Telugu was his mother tongue. In the party forum and in meetings, he preferred English because he felt that political formulation came more easily to him in that language. But he gave public speeches in Hindi. During his two-term stint in the Rajya Sabha from Bengal, he tried to speak in Bengali during his conversations with Bengali journalists.
Born to a Telugu Brahmin family, Yechury had refused to wear the sacred thread and chant slokas. He said he was the first communist in his family. But he didn’t discount philosophical debates embedded in the ancient religious texts. An open-mindedness that later helped him debate the Hindu Right.
Those who knew him well said one of Yechury’s defining qualities as a politician was that he was more interested in finding commonalities than divergences between parties and groups. These attributes served him well in Parliament, where his articulation stood out as the general quality of parliamentary interventions worsened. When he ended his Rajya Sabha term in 2017, Samajwadi Party MP Ram Gopal Yadav’s tribute stood out. But he wasn’t the only MP who felt the House would miss Yechury.
Of course, as the Left’s electoral footprint shrank, so did the national political importance of CPM leaders, including Yechury. The high point was between 2004 and 2008 — from the time UPA-1 was formed till when CPM withdrew support to Manmohan Singh’s govt over the Indo-US nuclear deal.
It’s rare for Indian politicians, including communists, to introspect publicly. But Yechury proved an exception when, after UPA-2 took office, he admitted that his party hadn’t been able to explain its stand on the nuclear deal to voters, who gave a Congressled coalition a healthy victory. He was perhaps the only politburo member to do so.

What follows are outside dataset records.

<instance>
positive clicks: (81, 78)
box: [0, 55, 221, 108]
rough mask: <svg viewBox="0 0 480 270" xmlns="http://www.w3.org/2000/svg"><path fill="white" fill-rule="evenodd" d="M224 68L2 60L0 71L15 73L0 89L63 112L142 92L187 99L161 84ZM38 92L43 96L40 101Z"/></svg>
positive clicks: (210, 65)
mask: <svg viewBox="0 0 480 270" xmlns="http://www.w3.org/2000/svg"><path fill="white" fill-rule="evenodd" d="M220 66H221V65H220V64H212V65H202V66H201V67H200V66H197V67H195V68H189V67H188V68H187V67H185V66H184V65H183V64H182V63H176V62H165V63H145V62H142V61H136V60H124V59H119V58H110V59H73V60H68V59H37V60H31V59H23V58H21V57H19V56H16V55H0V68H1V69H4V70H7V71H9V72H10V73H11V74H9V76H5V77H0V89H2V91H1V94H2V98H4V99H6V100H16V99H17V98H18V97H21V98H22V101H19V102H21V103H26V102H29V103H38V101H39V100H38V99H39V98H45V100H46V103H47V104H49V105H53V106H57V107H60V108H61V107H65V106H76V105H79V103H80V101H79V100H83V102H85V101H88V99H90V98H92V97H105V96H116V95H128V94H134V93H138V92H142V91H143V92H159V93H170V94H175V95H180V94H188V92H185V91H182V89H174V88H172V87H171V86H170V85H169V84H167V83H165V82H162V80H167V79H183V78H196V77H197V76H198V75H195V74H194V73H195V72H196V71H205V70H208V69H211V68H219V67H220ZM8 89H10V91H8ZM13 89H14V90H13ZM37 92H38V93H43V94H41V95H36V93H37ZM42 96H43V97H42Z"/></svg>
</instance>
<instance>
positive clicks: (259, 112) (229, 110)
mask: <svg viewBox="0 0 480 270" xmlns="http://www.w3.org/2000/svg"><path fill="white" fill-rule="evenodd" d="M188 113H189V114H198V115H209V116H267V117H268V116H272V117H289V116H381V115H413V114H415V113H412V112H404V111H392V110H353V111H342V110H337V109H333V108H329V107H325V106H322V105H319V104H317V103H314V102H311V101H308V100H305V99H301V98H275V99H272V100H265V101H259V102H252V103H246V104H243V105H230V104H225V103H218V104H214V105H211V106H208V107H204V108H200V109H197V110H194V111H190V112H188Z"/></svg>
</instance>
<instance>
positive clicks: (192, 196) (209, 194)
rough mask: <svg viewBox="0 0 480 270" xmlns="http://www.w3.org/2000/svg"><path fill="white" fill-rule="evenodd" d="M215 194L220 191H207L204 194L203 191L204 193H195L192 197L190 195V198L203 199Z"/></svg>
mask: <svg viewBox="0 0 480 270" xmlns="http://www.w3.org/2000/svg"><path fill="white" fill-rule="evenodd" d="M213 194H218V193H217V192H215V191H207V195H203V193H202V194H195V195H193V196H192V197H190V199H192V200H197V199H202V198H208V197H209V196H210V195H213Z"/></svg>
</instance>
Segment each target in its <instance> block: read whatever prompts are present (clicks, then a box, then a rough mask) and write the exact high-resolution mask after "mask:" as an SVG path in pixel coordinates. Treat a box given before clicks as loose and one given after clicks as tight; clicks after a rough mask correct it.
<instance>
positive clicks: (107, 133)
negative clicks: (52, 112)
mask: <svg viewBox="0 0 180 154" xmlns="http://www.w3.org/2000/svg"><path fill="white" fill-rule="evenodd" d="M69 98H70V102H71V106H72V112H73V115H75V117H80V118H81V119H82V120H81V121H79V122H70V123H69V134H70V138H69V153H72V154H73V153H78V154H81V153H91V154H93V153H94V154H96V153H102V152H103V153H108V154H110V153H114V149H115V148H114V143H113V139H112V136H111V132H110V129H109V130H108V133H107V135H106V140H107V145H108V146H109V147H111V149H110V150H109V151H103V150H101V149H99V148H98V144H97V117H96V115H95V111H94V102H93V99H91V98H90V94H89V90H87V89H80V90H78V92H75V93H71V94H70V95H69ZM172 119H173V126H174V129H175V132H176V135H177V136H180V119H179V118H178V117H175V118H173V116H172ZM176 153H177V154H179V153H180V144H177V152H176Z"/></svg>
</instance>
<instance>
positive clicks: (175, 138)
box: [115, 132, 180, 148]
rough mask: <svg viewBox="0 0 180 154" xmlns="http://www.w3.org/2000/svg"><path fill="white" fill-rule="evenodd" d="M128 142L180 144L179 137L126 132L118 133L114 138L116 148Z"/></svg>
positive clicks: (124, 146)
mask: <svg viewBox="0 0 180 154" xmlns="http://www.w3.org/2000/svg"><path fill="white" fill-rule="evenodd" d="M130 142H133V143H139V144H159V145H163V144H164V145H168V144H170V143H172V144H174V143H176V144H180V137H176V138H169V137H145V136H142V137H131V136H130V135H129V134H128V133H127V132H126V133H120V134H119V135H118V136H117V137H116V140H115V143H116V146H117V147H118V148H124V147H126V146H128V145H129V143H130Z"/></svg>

Losing Bengal to TMC dealt a blow to CPM and its leaders they haven't recovered from. Yechury, along with other CPM leaders, rarely made national headlines.
But his international communist connections did make him very relevant when in 2009, UPA govt took his help to contact Nepal's Maoist leader Prachanda, who later became PM.
Yechury’s last public message came the day he was shifted from the ICU to a general bed at AIIMS, Delhi. The recorded message was his tribute to another communist stalwart, former chief minister of Bengal, Buddhadeb Bhattacharya, who passed away recently.
Yechury was dealing with a deeply personal tragedy when he fell ill. He lost his son Ashish to Covid in 2021. He was never quite the same after that, those close to him said. The father in him was bereft. But it speaks to his abilities as a politician that the pragmatic communist in him soldiered on.